MOAA reached out to President Barack Obama and Gov. Mitt Romney for their insight on issues important to MOAA members. Each candidate received the opportunity to provide up to 1,250 words in response to the same five questions. Following are their responses, in their entirety and unedited. Differences in length reflect the choices of the respective campaign offices. They do not necessarily reflect the position or opinions of MOAA or Military Officer.


 Share Your Thoughts: What do you think of the candidates' answers?  



 Q. In the past, large post-war force reductions have left insufficient forces to meet the next unexpected contingency. Considering the extraordinary stresses on our military over the past decade of war and continuing threats from Iran, North Korea, and others, what force levels (relative to current forces) do you believe are needed to be prepared for potential future contingencies?


President Barack Obama  



Gov. Mitt Romney  


 A. As commander in chief, I have a profound responsibility to every servicemember who puts their life on the line for America. We owe them a strategy with well-defined goals; to only send them into harm’s way when it’s absolutely necessary; to give them the equipment and the support they need to get the job done; and to care for them and their families when they come home.
As we turn the page on a decade of war, our nation is at a moment of transition. Three years ago, we had almost 180,000 troops in Iraq and Afghanistan. We have cut that number in half. And as the transition in Afghanistan continues, our troops will continue to come home.
We cannot afford to repeat the mistakes that were made in the past — after World War II, after Vietnam — when our military was left ill-prepared for the future. As commander in chief, I will not let that happen again. That’s why I called on our military leaders to develop a comprehensive defense review, released this year, to guide our priorities and spending over the coming decade. The force levels in that strategy were set with the full support of our senior military leadership.
As we end today’s wars, we will focus on a broader range of challenges and opportunities, including the security and prosperity of the Asia Pacific. We will invest in capabilities to combat the full-range of threats. Our military will be leaner, but the U.S. will maintain our military superiority with armed forces that are agile, flexible, and ready for the full range of contingencies and threats.

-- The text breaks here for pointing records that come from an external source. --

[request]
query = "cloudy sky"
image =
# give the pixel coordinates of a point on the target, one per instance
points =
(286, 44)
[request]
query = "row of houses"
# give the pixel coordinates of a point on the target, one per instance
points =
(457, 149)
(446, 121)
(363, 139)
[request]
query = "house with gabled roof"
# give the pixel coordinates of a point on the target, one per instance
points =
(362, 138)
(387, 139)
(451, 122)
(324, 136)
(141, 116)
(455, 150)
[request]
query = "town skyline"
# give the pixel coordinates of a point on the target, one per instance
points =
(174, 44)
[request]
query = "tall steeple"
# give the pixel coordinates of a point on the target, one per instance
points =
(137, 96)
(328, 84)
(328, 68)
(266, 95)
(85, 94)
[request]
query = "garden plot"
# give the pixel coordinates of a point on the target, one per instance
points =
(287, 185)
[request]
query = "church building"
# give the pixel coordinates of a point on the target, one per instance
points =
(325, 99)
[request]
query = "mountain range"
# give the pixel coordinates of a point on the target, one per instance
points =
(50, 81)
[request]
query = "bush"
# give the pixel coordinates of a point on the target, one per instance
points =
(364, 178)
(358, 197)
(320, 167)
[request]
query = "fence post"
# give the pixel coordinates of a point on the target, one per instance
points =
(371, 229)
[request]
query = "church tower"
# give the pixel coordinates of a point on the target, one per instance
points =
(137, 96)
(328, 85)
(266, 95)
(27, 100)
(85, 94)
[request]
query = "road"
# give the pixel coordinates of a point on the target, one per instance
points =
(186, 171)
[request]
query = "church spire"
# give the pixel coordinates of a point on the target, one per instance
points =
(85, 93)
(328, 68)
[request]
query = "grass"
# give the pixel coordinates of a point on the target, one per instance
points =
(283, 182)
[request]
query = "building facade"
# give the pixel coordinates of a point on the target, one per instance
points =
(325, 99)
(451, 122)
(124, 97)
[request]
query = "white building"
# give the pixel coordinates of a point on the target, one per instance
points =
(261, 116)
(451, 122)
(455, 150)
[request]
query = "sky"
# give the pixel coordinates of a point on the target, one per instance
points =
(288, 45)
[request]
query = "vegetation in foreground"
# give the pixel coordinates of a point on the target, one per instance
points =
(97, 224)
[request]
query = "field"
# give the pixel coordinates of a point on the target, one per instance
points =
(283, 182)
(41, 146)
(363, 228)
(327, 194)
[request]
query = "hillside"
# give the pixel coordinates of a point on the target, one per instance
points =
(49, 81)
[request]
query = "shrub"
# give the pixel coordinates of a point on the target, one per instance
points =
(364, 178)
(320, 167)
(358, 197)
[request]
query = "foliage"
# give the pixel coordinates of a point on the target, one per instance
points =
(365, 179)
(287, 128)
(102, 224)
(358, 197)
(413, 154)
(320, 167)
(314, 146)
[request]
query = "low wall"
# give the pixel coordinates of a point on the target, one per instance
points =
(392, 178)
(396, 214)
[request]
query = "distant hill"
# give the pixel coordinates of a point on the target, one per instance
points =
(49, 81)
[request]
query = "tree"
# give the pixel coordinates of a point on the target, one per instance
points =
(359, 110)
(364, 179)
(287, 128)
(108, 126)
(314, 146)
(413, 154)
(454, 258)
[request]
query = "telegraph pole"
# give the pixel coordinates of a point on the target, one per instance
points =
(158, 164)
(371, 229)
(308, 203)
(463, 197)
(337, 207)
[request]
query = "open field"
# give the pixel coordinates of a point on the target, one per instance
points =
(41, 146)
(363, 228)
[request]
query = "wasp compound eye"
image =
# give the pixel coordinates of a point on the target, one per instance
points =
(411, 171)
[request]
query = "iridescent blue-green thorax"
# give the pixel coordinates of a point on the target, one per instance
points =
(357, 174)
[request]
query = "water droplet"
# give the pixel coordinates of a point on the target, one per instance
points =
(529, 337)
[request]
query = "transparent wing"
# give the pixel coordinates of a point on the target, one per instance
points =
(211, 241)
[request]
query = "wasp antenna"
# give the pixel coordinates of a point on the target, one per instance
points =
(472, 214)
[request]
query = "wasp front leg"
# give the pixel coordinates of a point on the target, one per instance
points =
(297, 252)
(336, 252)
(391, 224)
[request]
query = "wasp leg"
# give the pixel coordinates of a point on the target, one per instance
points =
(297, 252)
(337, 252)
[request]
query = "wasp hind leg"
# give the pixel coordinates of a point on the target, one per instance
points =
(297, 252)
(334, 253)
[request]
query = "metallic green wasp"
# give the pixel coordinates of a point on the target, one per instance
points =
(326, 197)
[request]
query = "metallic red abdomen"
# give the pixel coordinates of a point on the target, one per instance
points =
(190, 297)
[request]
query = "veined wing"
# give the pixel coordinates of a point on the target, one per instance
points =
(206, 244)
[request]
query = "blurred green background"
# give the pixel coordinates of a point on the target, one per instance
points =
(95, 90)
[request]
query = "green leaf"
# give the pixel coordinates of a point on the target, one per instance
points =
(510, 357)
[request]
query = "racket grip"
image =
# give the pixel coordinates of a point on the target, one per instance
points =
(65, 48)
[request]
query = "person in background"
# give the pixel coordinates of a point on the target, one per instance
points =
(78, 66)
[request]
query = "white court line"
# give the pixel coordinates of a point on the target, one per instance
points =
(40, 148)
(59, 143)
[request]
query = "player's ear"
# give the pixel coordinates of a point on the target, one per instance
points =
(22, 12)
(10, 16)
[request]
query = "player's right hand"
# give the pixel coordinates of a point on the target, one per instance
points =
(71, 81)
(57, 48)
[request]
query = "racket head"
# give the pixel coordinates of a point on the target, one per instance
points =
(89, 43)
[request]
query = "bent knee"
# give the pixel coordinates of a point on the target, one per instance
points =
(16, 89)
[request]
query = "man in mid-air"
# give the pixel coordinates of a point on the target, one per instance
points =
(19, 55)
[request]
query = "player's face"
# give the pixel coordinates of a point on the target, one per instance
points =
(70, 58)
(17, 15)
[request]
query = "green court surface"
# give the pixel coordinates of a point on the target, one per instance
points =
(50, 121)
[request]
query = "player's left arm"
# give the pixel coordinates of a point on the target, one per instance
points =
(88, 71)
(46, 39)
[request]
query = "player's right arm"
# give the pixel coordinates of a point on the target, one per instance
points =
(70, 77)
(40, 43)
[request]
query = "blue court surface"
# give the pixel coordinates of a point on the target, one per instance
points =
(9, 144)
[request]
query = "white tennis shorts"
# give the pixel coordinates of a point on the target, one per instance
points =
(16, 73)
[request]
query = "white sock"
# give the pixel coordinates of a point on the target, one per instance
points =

 A. This election is a choice of two paths for the nation. President Obama wants to shrink the military and increase the size of federal government. I want a smaller government and a strong military. Along with determining our economic future, this election will also determine the military’s future. Stopping President Obama’s defense cuts, which could force over 200,000 troops out of service, is one of my top national security priorities. The military should be strong enough to deter our adversaries. And it must be ready so that we do not repeat the mistakes of the past, like the early stages of the Korean War, where we lost too many good people because we had cut our armed forces so deeply.



Q. Some studies propose making the military benefit package (retirement, health care, etcetera) more like that of civilian workers. In view of the dramatically different demands and sacrifices entailed in military versus civilian careers, to what extent do you believe the military must maintain a unique benefit package to attract a high-quality career force? 

President Barack Obama  



 Gov. Mitt Romney  


 A. Our men and women in uniform have made incredible sacrifices, and as commander in chief, it is my duty to ensure that we provide those who have served with the benefits they have earned — unique benefits that our military men and women deserve.
For years, veterans have been asking for advance funding for VA health care programs, to ensure that those who have served their country can count on dependable and quality care. My administration fought for it, and we made it happen. I pushed for this because our veterans deserve to know their health care won’t be held hostage by the political gridlock of Washington. And because more than 40 percent of veterans in the VA health care system live in rural areas, we are expanding transportation and telemedicine services so that rural veterans get their health care and benefits faster.
But I am not only committed to tackling the wounds of war that we can see. That’s why I have made mental health care for servicemembers and veterans a top priority. My administration has increased the number of programs aimed at combating PTSD and traumatic brain injury to meet the unique health care needs of military and veteran communities. In 2010, I announced new rules making it much easier for combat veterans to file PTSD-related claims and get the help they need by simplifying the process and reducing paperwork requirements. Additionally, the VA has hired more than 3,500 mental health professionals since 2009, with plans to hire 1,600 more.
 A. When you have an all-volunteer military, you have to compete with the private sector to recruit talented people. I plan to get our economy thriving again, so we will have to ensure that service remains an attractive option. We do have some challenges. It is getting just as expensive to sustain our veterans and military retirees as it is the active force. So the balance we have to strike is figuring out innovative ways to control costs, without breaking the promises we made to those who have served.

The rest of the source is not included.